With an adjustable pushrod, achieving the ideal .100" of lifter plunger preload is very straightforward. The basic procedure is to install them as normal with the engine at or near compression TDC, install the rocker box,
and then extend the pushrod length using the adjuster to preload the lifter plunger .100". This will normally be either 3 or 4 turns longer from the point where all of the slack is taken up, depending on the
thread pitch of the pushrod adjusters (3 turns for Sledge Hammer adjustable pushrods). Presto, your lifter plungers are preloaded the correct amount.
But if you want the benefits and cost savings that come with non-adjustable pushrods, it's not quite so simple. You have to determine what pushrod length your motor needs. There are at least 3 methods to do this:
Method #1: Add up all the changes. This is the simplest and most frequently used way to determine your needed pushrod length. Say for example that you started with a stock motor, decked your heads
.020", your valve job added .020" of stem protrusion, and you used a head gasket that's .020" shorter than stock. What should your pushrod length be?
In this case, we can simply add the .020" of head decking to the .020" of thinner gaskets, to get .040" total we lowered the rocker arms. The stem protrusion change is a little trickier, though. You can see
in the drawing that a taller stem protrusion will rotate the rocker back and require a shorter pushrod, but how much? The answer is a function of the rocker arm ratio, which is 1.625 for stock HD rocker arms.
Simply divide the .020" of additional stem protrusion by the 1.625 rocker ratio, which gives you .012". Add this to the .040" sum of the head decking and thinner gaskets to get .052".

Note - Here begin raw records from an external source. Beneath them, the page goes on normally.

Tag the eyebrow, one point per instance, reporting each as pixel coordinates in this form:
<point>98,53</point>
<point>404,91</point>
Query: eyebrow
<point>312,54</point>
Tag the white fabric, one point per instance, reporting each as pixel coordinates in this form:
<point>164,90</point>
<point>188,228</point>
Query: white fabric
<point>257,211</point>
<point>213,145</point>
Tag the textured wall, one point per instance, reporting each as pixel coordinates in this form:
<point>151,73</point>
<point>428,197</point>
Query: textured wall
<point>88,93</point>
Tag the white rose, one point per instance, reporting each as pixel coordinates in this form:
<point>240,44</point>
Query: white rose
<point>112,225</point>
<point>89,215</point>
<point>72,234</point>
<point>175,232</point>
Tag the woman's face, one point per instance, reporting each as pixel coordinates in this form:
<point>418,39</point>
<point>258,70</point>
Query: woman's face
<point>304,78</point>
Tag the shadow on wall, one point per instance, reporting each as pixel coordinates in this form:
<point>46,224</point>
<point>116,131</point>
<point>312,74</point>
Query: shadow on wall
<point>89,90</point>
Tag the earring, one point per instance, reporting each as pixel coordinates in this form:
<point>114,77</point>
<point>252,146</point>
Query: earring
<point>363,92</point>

What this simple calculation tells you is that if you get pushrods that are .052" shorter than stock, your lifter plunger preload will come out the same as it was before the changes. For most applications,
that will work just fine, and in fact HAMMER PERFORMANCE stocks pushrods that are .050" shorter than stock that would work just dandy. It does not, however, tell you what the preload would actually be. For that
information, we have to move on to:
Method #2: Measure at the rocker box how much the lifter will get preloaded. Here's another very simple way to get a pretty good idea of your lifter plunger preload.

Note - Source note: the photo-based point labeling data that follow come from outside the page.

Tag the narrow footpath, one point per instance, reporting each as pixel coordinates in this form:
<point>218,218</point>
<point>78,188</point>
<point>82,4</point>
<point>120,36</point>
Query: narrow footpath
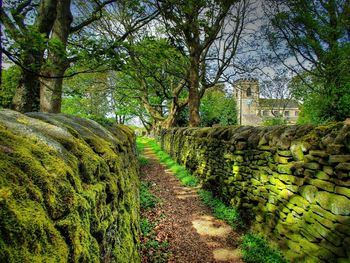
<point>194,235</point>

Simply put your pushrods in place (remember, the longer one goes on the exhaust), set the gasket and rocker box on top, and start the four big screws only. Finger tighten the left (spark plug) side, while making
sure the right side is resting with the upper pushrod ends sitting in the cups on the rocker arms.
Now take a simple caliper and measure how much gap you have between the rocker box and the rocker box gasket, as shown in the photo. This won't be an exact answer, but it'll be pretty close. Remember,
you'd like to see the plunger preloaded about .100, but anywhere between .050" and .150" should work. Order pushrod lengths that are longer or shorter than your stock pushrods by the amount it takes to achieve
.100" of lifter plunger preload. If you don't have a caliper to measure your stock pushrod lengths, the information is available in most factory service manuals.

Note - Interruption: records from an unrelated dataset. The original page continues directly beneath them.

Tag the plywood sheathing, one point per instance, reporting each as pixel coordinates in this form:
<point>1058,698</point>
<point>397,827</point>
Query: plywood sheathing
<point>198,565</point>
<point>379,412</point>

Method #3: Use adjustable pushrods to make the measurement. This is the most accurate of the three methods, but it also requires that you own at least two adjustable pushrods as well as a 12 inch
caliper. Simply adjust the pushrods to their full collapsed lengths and install as normal, sans pushrod tubes. Tighten down the rocker box and then adjust the pushrods by finger only until all of the slack is taken
up. Make sure of course that you do this with the engine properly positioned at or near TDC on compression (not overlap TDC!), and that the upper end of each pushrod is sitting in the pocket on the rocker arm. No need to tighten the lock nuts.
Now remove the rocker box, remove the pushrods, and measure the pushrod lengths with a caliper. Order non-adjustable pushrods of this length plus an additional .100" to preload the lifter plunger.
This method also has the advantage of giving you an exact number for each pushrod. You can literally order 4 different pushrod lengths and know that each is a precise fit for it's location, giving
the desired amount of lifter plunger preload.
Pushrod Length with Solid Lifters
Solid lifters are popular among racers for the simple reason that they offer the best valvetrain control at high rpm, without concern for lifter fill or bleed rates or pump-up effects. The downside
to a solid lifter however is that valve lash, or running clearance must be precisely adjusted and frequently readjusted. This essentially requires an adjustable valvetrain, and for a Harley that
essentially means an adjustable pushrod.
So why couldn't a person determine the ideal pushrod length using a method such as #3 above, where an adjustable was used to determine the length and a non-adjustable of that length was then put
into the motor? Well, for one thing, the rocker box on a Harley has no alignment method, and every time you install one it ends up in a slightly different place. So your ideal pushrod length isn't going
to be the same each time you put it together, at least not to the precision level you need. For another thing, the ideal pushrod length changes with wear on the valvetrain components as well as on the
valves and seats. A little bit of recession at the valve/seat interface will tighten the lash up. This is why frequent readjustments are needed when using solid lifters. So unless you want to be swapping
the pushrods every time the motor is due for a valve lash adjustment, adjustable pushrods are mandatory. In reality, it's the only reasonable way to do it.
Valve lash is set using a feeler gauge placed between the valve tip and the rocker arm tip. The pushrod is then adjusted to give the desired running clearance. The exact clearance to shoot for is
a function of a number of different things, most notably the engine temperature, the cylinder construction (aluminum grows with heat at almost twice the rate of cast iron), and pushrod construction (again,
aluminum grows much more than steel). A hot running clearance of somewhere between .015" and .026" is pretty common, although you'll find with racers that everyone tends to have their own idea of the
ideal setting, and their own reasons for it.
Pushrod Length with Travel Limited Hydraulic Lifters
A third type of lifter is a cross between the hydraulic and solid lifter, known as a travel limited hydraulic lifter. This type of lifter has a reduced lifter plunger travel range, and is designed
to operate with the plunger very close to bottomed within that range. Aftermarket offerings of this type of lifter also typically have a faster bleed down rate to reduce hydraulic pump-up action
at high rpm.
The idea with running the plunger very close to bottomed is to give solid-lifter type valvetrain control independent of a hydraulic system, and yet give the ability to extend in length to compensate
for a top end that grows with thermal expansion.
Since this type of lifter needs a very precise pushrod length to put the lifter plunger very close to bottomed, a fully adjustable pushrod is required.
To adjust this type of lifter, start with the motor at or near compression TDC as normal. Extend the pushrod until the plunger is fully bottomed and the valve is held open. Let it sit in this state for
a few minutes to ensure the lifter is fully bled and the plunger is truly bottomed.
Now slowly shorten the pushrod until the valve just closes. As you're shortening the pushrod, you'll feel the adjuster suddenly go loose, this is your cue that the valve has landed on the seat.
Stop right here. As you tighten the lock nut, the adjuster will typically turn with the locknut for about a quarter of a turn, shortening the overall length in the process. This is what you want. When you're
done adjusting the pushrod, you should be able to turn it with your fingers with little effort.